Review - Tech & Science
Winning the crypto-war
10 March 2007
(c) 2007 Singapore Press Holdings Limited
Mathematicians and computer scientists collaborating to outsmart hackers
A SINGAPORE daily carried this recent headline: 'iTunes safe code hacked'.
Such stories - of recurrent security breaches in the digital world - appearing ever more frequently, are a worrisome trend that affects computer and Internet users.
iTunes is the online music store of the Apple computer company. You visit the site to legally download music for your iPod.
To protect its copyrights and guarantee that you cannot play the music downloaded from iTunes on anything else than an iPod, Apple safeguards the tunes with a security code.

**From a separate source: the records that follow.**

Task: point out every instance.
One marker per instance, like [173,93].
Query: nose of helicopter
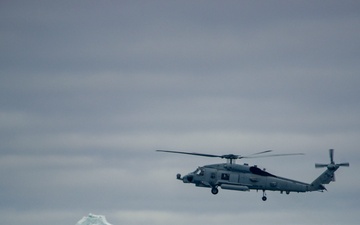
[187,178]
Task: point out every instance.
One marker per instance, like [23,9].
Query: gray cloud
[89,90]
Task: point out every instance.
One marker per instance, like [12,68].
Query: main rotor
[231,158]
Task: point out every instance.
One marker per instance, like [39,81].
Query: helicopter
[232,176]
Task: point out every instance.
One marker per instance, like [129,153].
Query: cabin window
[225,176]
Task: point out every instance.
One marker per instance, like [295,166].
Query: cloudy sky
[90,89]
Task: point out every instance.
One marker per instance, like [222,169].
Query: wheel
[214,190]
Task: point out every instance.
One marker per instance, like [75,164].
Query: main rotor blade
[320,165]
[272,155]
[258,153]
[190,153]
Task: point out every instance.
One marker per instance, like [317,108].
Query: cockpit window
[199,171]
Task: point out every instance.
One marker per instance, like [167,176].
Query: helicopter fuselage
[232,176]
[243,178]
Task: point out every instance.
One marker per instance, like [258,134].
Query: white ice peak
[92,219]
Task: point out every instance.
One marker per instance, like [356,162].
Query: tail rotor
[332,166]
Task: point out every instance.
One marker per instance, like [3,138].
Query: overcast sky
[90,89]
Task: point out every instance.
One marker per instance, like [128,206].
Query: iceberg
[92,219]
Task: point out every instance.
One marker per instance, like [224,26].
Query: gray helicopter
[232,176]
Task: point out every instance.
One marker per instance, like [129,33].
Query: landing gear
[264,198]
[214,190]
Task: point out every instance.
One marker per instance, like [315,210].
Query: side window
[225,176]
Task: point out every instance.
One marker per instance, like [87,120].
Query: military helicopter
[232,176]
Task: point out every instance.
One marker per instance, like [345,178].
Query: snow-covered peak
[92,219]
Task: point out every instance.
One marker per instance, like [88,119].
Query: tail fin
[329,174]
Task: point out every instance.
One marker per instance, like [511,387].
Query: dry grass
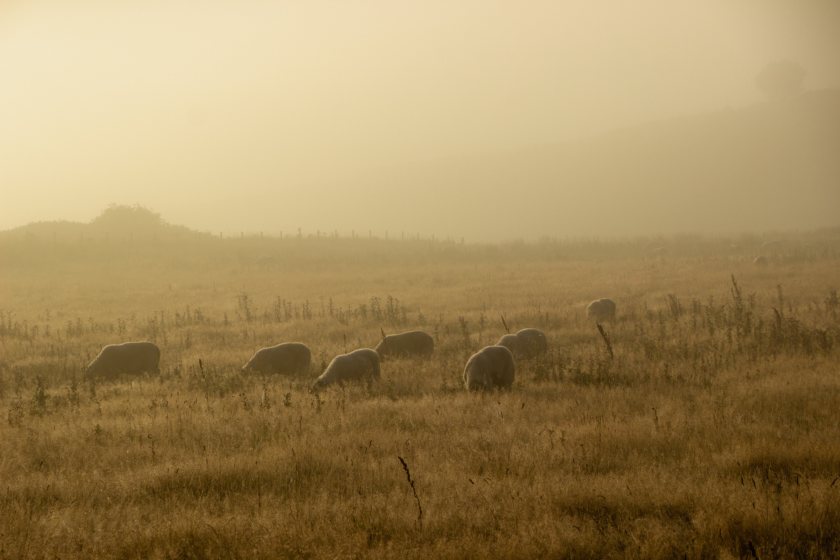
[711,432]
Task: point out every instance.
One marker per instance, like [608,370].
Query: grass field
[712,431]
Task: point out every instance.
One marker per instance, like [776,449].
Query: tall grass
[702,423]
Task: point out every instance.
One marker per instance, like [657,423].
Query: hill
[770,166]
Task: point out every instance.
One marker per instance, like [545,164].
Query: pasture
[705,425]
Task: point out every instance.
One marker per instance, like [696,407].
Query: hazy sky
[197,108]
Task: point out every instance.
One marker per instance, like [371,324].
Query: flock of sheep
[492,367]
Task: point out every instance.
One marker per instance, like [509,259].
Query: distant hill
[771,166]
[115,222]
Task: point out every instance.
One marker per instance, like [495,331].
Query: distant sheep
[128,357]
[526,343]
[358,365]
[411,343]
[288,358]
[492,367]
[601,310]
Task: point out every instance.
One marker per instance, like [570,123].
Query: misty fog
[484,120]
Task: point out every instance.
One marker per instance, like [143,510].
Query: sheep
[492,367]
[411,343]
[601,310]
[357,365]
[128,357]
[287,358]
[526,343]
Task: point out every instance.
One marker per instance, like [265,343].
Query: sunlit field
[705,423]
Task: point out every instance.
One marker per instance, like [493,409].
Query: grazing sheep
[411,343]
[286,358]
[492,367]
[357,365]
[601,310]
[526,343]
[128,357]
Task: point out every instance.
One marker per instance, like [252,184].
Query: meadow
[705,424]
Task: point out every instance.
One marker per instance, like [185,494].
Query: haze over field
[479,119]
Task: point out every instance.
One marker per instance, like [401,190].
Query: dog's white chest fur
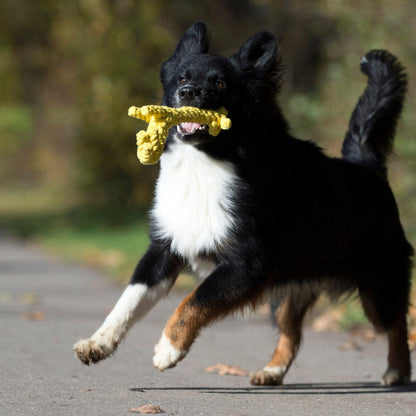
[193,204]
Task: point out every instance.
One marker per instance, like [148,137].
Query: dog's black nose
[188,93]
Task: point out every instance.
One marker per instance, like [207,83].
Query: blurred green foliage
[69,70]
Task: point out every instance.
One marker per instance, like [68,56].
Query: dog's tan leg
[289,318]
[204,305]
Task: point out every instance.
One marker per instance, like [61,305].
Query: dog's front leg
[224,291]
[151,280]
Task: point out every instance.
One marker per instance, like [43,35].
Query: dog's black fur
[303,217]
[297,222]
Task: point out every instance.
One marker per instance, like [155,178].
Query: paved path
[46,305]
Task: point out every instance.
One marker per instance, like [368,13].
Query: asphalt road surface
[47,305]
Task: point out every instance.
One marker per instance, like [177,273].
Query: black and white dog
[255,211]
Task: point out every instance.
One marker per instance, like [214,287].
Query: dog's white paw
[91,351]
[166,355]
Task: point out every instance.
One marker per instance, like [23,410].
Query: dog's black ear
[259,53]
[194,41]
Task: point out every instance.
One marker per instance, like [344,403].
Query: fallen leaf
[224,369]
[412,339]
[147,409]
[350,345]
[33,316]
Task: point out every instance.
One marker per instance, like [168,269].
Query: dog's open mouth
[191,129]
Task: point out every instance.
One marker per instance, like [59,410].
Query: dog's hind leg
[399,367]
[385,301]
[289,316]
[152,279]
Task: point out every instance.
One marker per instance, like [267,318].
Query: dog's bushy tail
[369,140]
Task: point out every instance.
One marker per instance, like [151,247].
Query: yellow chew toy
[150,143]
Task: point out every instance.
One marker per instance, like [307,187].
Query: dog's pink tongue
[190,128]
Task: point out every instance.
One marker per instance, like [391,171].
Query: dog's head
[243,84]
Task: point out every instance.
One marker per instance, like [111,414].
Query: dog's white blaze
[193,205]
[134,303]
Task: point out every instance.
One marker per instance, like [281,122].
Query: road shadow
[300,389]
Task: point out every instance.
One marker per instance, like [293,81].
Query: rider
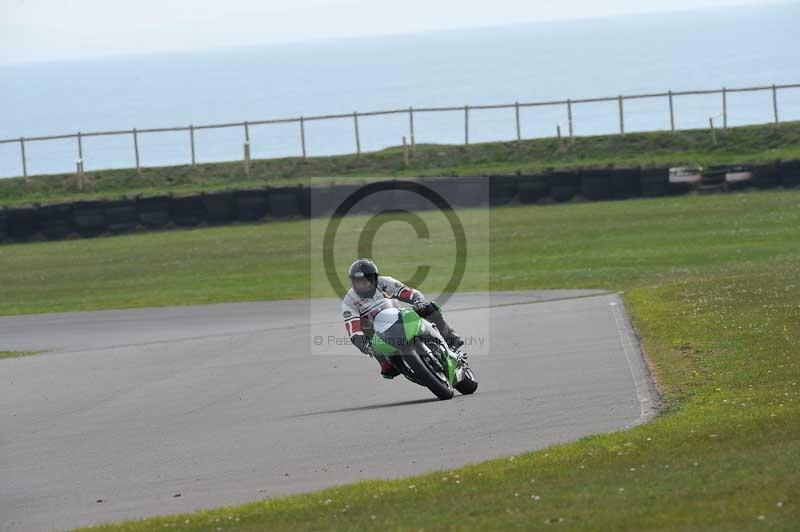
[370,290]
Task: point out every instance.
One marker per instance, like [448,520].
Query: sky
[48,30]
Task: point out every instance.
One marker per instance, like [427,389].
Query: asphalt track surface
[227,403]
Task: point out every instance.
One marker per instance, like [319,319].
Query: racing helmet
[363,275]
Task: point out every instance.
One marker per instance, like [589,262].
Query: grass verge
[712,286]
[735,145]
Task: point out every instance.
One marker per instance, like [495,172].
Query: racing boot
[432,312]
[453,340]
[388,371]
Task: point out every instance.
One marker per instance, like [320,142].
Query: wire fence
[304,122]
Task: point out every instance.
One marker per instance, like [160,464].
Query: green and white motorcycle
[419,352]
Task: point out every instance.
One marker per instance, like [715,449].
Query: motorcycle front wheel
[424,375]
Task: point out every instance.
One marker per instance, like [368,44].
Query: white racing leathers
[354,308]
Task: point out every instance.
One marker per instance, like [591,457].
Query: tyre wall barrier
[503,189]
[284,202]
[402,199]
[89,218]
[596,183]
[56,221]
[340,193]
[316,201]
[739,176]
[714,175]
[23,224]
[564,184]
[153,212]
[766,175]
[251,205]
[626,182]
[790,173]
[533,188]
[443,186]
[187,211]
[219,207]
[93,218]
[654,181]
[121,215]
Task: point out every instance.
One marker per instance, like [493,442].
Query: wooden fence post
[569,116]
[303,135]
[775,103]
[24,162]
[466,125]
[724,108]
[191,140]
[247,158]
[411,131]
[136,151]
[358,135]
[671,114]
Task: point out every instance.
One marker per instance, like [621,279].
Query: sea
[586,58]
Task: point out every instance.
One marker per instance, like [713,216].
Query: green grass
[713,286]
[736,145]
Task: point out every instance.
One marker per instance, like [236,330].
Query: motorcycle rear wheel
[424,375]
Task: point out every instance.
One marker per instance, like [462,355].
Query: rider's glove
[362,342]
[421,306]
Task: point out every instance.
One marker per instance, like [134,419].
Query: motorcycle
[419,354]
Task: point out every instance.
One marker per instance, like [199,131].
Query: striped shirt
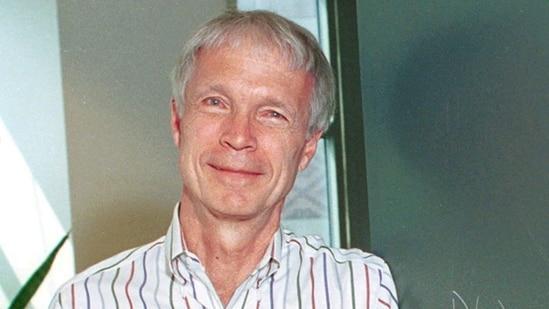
[295,272]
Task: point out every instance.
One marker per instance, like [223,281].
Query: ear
[309,150]
[175,122]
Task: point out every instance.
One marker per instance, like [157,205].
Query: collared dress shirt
[295,272]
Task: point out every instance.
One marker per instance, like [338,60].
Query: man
[252,96]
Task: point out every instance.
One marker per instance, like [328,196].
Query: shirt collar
[177,252]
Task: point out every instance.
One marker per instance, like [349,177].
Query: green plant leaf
[27,291]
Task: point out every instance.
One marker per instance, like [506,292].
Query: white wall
[34,186]
[116,58]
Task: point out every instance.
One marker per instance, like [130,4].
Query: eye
[213,101]
[276,114]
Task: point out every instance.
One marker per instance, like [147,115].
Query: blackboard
[456,106]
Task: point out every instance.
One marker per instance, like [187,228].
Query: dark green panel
[456,106]
[347,131]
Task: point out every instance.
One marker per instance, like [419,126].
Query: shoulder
[349,267]
[314,247]
[109,267]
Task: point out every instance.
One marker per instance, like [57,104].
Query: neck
[229,248]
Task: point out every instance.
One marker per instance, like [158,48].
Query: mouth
[244,172]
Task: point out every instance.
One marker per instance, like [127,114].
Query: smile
[235,171]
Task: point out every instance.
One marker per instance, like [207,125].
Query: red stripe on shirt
[312,284]
[73,301]
[384,303]
[128,284]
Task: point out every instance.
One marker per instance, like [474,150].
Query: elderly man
[253,94]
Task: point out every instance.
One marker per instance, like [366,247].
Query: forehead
[258,65]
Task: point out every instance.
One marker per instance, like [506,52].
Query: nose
[238,134]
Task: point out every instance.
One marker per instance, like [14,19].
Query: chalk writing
[461,302]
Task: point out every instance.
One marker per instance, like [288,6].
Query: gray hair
[295,43]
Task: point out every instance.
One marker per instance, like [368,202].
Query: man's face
[243,135]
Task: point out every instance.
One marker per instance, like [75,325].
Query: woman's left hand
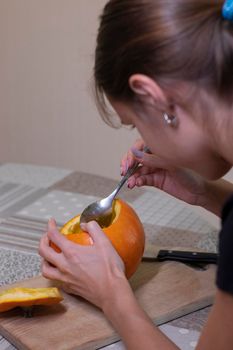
[91,272]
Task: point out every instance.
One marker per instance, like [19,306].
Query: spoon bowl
[102,210]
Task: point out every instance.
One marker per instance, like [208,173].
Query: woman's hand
[180,183]
[92,272]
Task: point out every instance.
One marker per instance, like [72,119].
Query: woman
[166,67]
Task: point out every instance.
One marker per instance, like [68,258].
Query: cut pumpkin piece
[26,297]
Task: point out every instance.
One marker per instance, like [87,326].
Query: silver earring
[170,120]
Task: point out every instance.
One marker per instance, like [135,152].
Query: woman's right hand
[180,183]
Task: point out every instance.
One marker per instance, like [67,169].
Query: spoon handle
[129,173]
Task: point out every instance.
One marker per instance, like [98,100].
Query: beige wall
[48,115]
[47,112]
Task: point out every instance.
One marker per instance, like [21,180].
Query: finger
[128,160]
[50,272]
[52,225]
[151,161]
[57,238]
[95,232]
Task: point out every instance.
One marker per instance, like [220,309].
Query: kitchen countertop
[30,195]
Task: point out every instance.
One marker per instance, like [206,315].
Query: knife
[183,256]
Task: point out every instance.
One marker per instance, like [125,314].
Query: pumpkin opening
[75,227]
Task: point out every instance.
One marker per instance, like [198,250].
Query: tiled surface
[182,337]
[15,196]
[57,204]
[29,195]
[32,175]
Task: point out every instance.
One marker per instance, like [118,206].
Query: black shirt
[225,262]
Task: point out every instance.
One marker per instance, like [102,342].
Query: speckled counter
[30,195]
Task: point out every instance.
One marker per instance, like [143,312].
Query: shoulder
[225,264]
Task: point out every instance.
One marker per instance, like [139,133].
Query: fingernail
[127,165]
[83,226]
[137,153]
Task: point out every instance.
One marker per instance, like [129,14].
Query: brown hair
[186,40]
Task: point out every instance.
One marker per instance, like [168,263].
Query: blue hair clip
[227,10]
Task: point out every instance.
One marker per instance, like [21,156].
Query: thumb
[52,225]
[95,231]
[151,160]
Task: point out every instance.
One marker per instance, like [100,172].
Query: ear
[142,85]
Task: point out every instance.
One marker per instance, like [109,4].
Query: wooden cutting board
[165,291]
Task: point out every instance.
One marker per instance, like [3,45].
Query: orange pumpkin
[125,232]
[26,297]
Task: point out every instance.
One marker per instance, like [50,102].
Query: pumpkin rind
[25,297]
[125,232]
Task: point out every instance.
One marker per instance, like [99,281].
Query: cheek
[185,149]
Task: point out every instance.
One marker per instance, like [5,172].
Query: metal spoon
[101,211]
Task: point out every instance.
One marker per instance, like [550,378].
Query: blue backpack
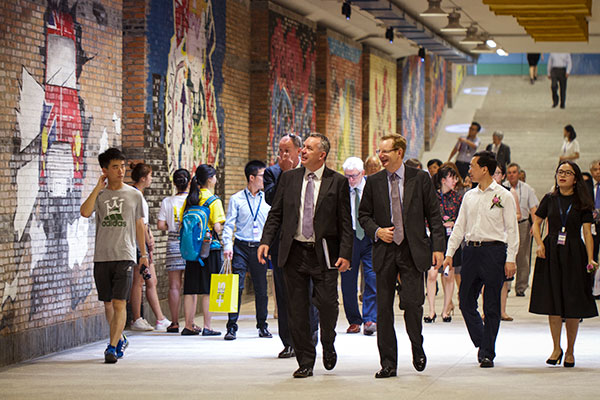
[193,232]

For hackers, such codes are there to be broken.
The iTunes' code was broken by a well-known hacker, a young Norwegian who works under the nom de guerre DVD Jon - derived from an earlier exploit in which he cracked the copy-protection technology in DVDs.
In a profit-driven world, companies that own copyrighted material such as music, videos and software are, of course, concerned about such breaches resulting in illicit use of intellectual property.
The digital era has upped the ante.
In the pre-digital age, copyright violation required a certain effort. Just think of the time and patience needed to photocopy a book of several hundred pages.
But in the digital age, downloading and making copies of a video or music file is a matter of only a few mouse clicks.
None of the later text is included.